Mary Cassatt – 22nd May 1844
A print maker and painter from Pennsylvania, Mary Cassatt was described by French journalist Gustave Geffroy as one of "les trois grandes dames" (the three great ladies) of Impressionism, alongside Marie Bracquemond and Berthe Morisot.
Cassatt spent most of her life in France, where she worked and exhibited with Impressionist painters including Degas and Monet. Although she benefitted from the wave of feminism that occurred in the 1840s and which gave women access to a greater number of educational institutions, Cassatt was a life-long advocate of equality for women. She campaigned for women’s voting rights in the 1910s and for equal access to travel scholarships in the 1860s. Much of Cassatt’s work depicts mother and child relationships, portraying women with dignity and drawing forth the meaningful inner lives of her subjects.

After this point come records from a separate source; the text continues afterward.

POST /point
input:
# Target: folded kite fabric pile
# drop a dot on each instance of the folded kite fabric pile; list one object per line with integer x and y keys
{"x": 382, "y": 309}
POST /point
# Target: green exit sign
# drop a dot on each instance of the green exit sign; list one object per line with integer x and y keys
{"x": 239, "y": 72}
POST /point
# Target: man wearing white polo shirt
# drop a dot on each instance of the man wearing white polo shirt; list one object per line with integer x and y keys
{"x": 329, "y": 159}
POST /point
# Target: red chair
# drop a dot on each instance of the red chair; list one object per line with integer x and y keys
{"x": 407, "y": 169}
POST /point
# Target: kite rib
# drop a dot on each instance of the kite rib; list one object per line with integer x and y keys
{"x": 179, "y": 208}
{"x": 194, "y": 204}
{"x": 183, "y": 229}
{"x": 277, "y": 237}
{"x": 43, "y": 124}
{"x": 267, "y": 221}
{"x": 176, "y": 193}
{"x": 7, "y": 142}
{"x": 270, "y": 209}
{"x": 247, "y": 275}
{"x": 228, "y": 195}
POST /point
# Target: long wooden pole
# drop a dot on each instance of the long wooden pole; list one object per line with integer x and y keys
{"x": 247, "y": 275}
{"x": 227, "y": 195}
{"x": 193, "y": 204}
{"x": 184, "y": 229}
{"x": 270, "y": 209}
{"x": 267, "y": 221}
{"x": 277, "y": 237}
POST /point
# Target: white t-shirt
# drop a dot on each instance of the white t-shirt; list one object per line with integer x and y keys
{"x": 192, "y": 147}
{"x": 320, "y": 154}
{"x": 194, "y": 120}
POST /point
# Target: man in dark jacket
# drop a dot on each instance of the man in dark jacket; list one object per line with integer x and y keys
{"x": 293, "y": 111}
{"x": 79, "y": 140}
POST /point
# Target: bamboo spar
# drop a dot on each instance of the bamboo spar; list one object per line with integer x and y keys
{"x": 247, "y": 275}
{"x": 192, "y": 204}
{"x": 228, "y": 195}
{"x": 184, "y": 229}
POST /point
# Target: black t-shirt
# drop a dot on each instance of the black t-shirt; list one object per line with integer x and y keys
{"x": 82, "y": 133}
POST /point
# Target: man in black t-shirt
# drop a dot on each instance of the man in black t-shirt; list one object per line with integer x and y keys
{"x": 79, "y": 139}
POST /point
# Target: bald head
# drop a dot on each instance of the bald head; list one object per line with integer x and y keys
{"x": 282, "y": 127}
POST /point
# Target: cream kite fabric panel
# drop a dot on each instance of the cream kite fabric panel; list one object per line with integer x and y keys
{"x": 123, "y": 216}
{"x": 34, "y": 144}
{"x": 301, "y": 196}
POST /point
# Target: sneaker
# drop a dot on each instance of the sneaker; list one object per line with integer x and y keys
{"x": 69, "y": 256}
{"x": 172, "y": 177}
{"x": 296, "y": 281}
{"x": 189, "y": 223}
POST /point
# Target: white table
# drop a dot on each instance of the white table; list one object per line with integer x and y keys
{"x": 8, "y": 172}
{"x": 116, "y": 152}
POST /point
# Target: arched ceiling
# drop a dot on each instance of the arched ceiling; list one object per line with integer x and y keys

We love her for having the courage of her convictions. When her anti-suffrage sister-in-law boycotted one of her shows because it was organised in support of women’s suffrage, Cassatt responded by selling off paintings that had previously been destined for her heirs, including one inspired by the birth of her niece. BURN!
Margaret Fuller – 23rd May 1810
An activist for social reform, Margaret Fuller was vocal about the emancipation of slaves, overhauling the prison system and women’s rights. Her early education was provided at home, by her father, but she later progressed to formal education at Port School in Cambridgeport and the Boston Lyceum for Young Ladies.
In her 30s she was widely believed to be the best-read person in New England and was the first woman allowed to use the library at Harvard College.
A journalist and translator, Fuller was the first female war correspondent, and her book Women in the Nineteenth Century, is considered to be the first major feminist work in the US. In a letter to a friend in 1845 she wrote;
"I had put a good deal of my true self in it, as if, I suppose I went away now, the measure of my footprint would be left on earth."
This is even more poignant given that, only five years later, Fuller, her son (Angelino) and her partner (Giovanni Ossoli) all died in a shipwreck off Fire Island, New York. A tragic reminder that we should all try to live a life that we would be proud to have imminently eulogised.